Populism is politics directed against a perceived elite. It can embody right- or left-wing sentiments.

“In my view it’s more the style of politics,” history professor Daniel Gorman said in a phone interview. “It’s the tactics that populists use, rather than the policies or issues or goals per se.”

Populists address perceived threats to identity, which isn’t usually part of Canadian politics, Gorman said. They use trademark tactics. “So it’s mass rallies, speaking directly quote-unquote to the people.”

Gorman would label U.S. President Donald Trump and the U.K. Brexit movement as populist, but named Tommy Douglas, the first leader of Canada’s New Democratic Party, a populist for how he brought Canada’s first universal public healthcare system to Saskatchewan.

Yet the populism discussed at the March 2 panel, titled “Beyond the Headlines: Who’s Defending Democracy?” is the right-wing, anti-immigration kind successful in the United States and Britain and unsuccessful in Canada (where the new People’s Party of Canada, which favoured more restricted immigration, did not win a seat in the 2019 federal election).

Gorman noted by phone, “We haven’t seen the same upsurge of sort of populist anger and resentment and so forth (in Canada) as either to the south, in the United States, or in Britain,” but said, “that can shift.”

Gorman’s opening remarks explored the Brexit phenomenon. Before him, political science professor Emmett Macfarlane spoke on the difficulty of curbing legal hateful speech. Momani discussed the problematic nature of contemporary populism as a whole. She said it blames elites, distrusts experts and alienates immigrants as an unwanted “other.” Some desire a strongman leader, while social media, sometimes under foreign influence, polarizes the population.
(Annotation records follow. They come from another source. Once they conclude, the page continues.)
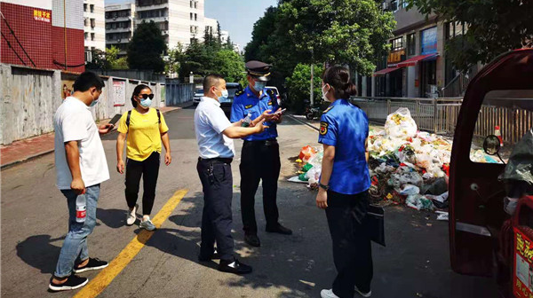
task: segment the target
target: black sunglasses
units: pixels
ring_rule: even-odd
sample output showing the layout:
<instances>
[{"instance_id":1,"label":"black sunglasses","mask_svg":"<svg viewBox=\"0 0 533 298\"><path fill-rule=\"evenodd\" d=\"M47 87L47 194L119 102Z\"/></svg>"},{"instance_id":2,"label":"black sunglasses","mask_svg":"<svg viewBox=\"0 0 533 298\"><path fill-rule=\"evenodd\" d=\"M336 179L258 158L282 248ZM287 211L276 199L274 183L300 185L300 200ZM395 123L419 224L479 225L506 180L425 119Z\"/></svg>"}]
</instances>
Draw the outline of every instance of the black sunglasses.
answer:
<instances>
[{"instance_id":1,"label":"black sunglasses","mask_svg":"<svg viewBox=\"0 0 533 298\"><path fill-rule=\"evenodd\" d=\"M143 99L147 99L148 98L150 98L150 99L154 99L154 94L139 94L139 96Z\"/></svg>"}]
</instances>

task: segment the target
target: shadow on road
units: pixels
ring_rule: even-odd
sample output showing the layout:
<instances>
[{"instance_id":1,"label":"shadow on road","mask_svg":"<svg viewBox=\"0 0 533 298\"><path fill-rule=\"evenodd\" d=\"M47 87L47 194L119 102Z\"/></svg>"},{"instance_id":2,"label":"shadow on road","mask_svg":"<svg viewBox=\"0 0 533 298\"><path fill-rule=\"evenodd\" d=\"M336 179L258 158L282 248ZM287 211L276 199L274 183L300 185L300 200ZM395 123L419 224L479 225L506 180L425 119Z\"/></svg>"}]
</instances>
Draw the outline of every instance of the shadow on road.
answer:
<instances>
[{"instance_id":1,"label":"shadow on road","mask_svg":"<svg viewBox=\"0 0 533 298\"><path fill-rule=\"evenodd\" d=\"M36 235L27 238L17 244L17 255L27 264L41 271L41 273L52 274L55 271L60 247L52 243L64 240L65 236L51 239L50 235Z\"/></svg>"}]
</instances>

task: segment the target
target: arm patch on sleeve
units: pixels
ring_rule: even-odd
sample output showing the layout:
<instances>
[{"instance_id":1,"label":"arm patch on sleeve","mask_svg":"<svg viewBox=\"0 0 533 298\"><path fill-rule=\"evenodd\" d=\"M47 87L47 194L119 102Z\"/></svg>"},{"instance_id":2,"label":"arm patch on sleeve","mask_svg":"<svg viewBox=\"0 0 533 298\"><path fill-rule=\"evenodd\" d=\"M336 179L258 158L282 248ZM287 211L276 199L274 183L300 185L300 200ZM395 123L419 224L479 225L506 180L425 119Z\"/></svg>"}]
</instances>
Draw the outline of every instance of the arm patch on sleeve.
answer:
<instances>
[{"instance_id":1,"label":"arm patch on sleeve","mask_svg":"<svg viewBox=\"0 0 533 298\"><path fill-rule=\"evenodd\" d=\"M328 133L328 127L330 124L328 122L320 122L320 134L325 136Z\"/></svg>"}]
</instances>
“When we come to the point of exercising democracy … we feel so hard done by when we don’t get our way,” she said of the way social media affects voters.

Macfarlane said in a phone interview, “People now can basically curate their own sources of information.” But in the internet’s unvetted environment, “You get a situation where it’s just people sharing things online that may or may not be credible.”

However, research by the Digital Democracy Project prior to the 2019 federal election found Canadians trusted political news from mainstream outlets much more than that from social media, as well as relative homogeneity in Canadians’ choice of traditional outlets.

Social media use led to greater misinformation, as did partisanship, but, puzzlingly, so did traditional media use, though less than did social media. Yet the authors noted, “the overall level of misinformation appears to be quite low in the Canadian public.”

While polarization in the emotional sense — negative feelings for those politically opposed — was present just before the election campaign, the authors stated, “the usual narrative of social media-based echo chambers driving real-world polarization is not supported by our survey and online data. Yes, some small subset of Twitter users tend to create online echo chambers, but our survey findings suggest that the offline impact is very limited.

“Ultimately,”  the authors wrote, “the biggest driver of polarization seems to be ideology and partisanship themselves.” (It’s important to note the study could only measure correlation, not causation.)

Left-right polarization in Canada is real. Gorman hypothesized, though, that the very vastness of Canada may militate against a prickly populism after that of the United States and Britain.

Macfarlane said the failure of the People’s Party of Canada, and more so his interactions with students, gave him hope for the future: students, he said by phone, “who cut across the entire ideological spectrum. So my more conservative students and my more progressive students, they equally give me faith because they are all, or I should say most of them are, really good, smart, compassionate people.”